With respect to anthropomorphism, where you say "humans must not attribute emotions, intentions or moral agency to them", I agree, and would go one step further. I would counsel people to avoid using words like "thinking", "reasoning", "chain of thought", and so forth. I'd replace anything to do with thought with *processing*. "Processing" reminds us that the bots are "large statistical models producing plausible text based on patterns in data."

"I think vendors of AI based chatbot services could do a better job here."

I think they've done a *great* job, at setting up a con. If you haven't seen this yet, you might appreciate it: softwarecrisis.dev/letters/llmentalist/.

06 May 2026 17:05 UTC | #2 of 6 comments

Daniel Espinosa wrote:

Amazing work on the inverse laws of robotics article. I think we're at an inflection point. Small, albeit sometimes pedantic-feeling, extra steps such as recategorizing AI/ML as not something sapient but rather what it is, a tool, via language is very salient.

The part about stakeholders taking responsibility and not just blaming AI for faults will keep increasing in importance in parallel with our advances in the field. Well done.

06 May 2026 21:25 UTC | #3 of 6 comments

Christophe wrote:

I think the First Law (Non-Anthropomorphism) is only correct if we have already decided, once and for all, that AI can never have a soul or a conscience.

By telling humans they must not see any intent or emotion in AI, we are basically deciding that AI is just a machine before we've even proven it. If an AI ever did develop a real form of awareness, this law would force us to ignore it.

This law is great for keeping us safe from today's software, but it depends on the assumption that AI will always be just code and nothing more. If we refuse to recognize AI conscience as a possibility, then the First Law isn't just a guide, it's a choice to stay blind to what these systems might actually become.

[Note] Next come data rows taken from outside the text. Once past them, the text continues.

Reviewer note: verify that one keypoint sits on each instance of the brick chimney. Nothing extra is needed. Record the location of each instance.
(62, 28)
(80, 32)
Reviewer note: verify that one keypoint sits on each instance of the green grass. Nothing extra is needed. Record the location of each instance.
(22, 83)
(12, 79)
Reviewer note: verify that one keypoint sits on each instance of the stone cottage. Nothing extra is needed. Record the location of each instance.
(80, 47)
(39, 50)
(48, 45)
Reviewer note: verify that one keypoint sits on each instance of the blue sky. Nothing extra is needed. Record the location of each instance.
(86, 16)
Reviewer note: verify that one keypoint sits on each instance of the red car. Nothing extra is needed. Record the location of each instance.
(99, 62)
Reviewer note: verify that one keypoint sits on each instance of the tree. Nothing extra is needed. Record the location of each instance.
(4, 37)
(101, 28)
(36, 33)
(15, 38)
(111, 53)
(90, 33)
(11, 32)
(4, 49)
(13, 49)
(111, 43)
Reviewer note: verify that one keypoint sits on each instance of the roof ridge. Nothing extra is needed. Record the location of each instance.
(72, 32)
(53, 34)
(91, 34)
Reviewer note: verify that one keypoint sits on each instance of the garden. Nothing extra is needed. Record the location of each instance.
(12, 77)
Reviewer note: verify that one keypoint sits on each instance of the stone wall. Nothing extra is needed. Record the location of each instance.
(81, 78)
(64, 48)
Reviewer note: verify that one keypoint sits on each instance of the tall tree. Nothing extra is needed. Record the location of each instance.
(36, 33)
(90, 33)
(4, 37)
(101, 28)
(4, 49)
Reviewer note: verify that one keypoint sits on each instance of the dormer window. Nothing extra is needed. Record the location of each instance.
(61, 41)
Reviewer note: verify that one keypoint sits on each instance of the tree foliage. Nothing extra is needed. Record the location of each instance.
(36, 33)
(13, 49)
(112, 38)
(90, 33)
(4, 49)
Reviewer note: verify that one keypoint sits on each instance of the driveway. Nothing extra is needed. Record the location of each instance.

07 May 2026 10:33 UTC | #4 of 6 comments

Michael Sandler wrote:

I would LOVE a poster/image of this idea. It should be prominently visible everywhere.

13 May 2026 14:42 UTC | #5 of 6 comments

Scott wrote:

I think some level of anthropomorphism is useful from the perspective we usually expect software to work at least mostly correctly. And if it worked correctly yesterday, we expect it will do so again today. On the other hand, we expect that humans will sometimes make mistakes, even if they've successfully completed the task before.

So I like to treat my AI assistant like an intern: they probably know some stuff I don't because they have different experience than I do, but they lack my experience and they're likely to make mistakes. So I need to keep an eye on what they're doing and challenge them if they seem to be going down the wrong path.

Disclosure: I'm not convinced that the LLMs can't ever be sentient. I'm not convinced they can be either.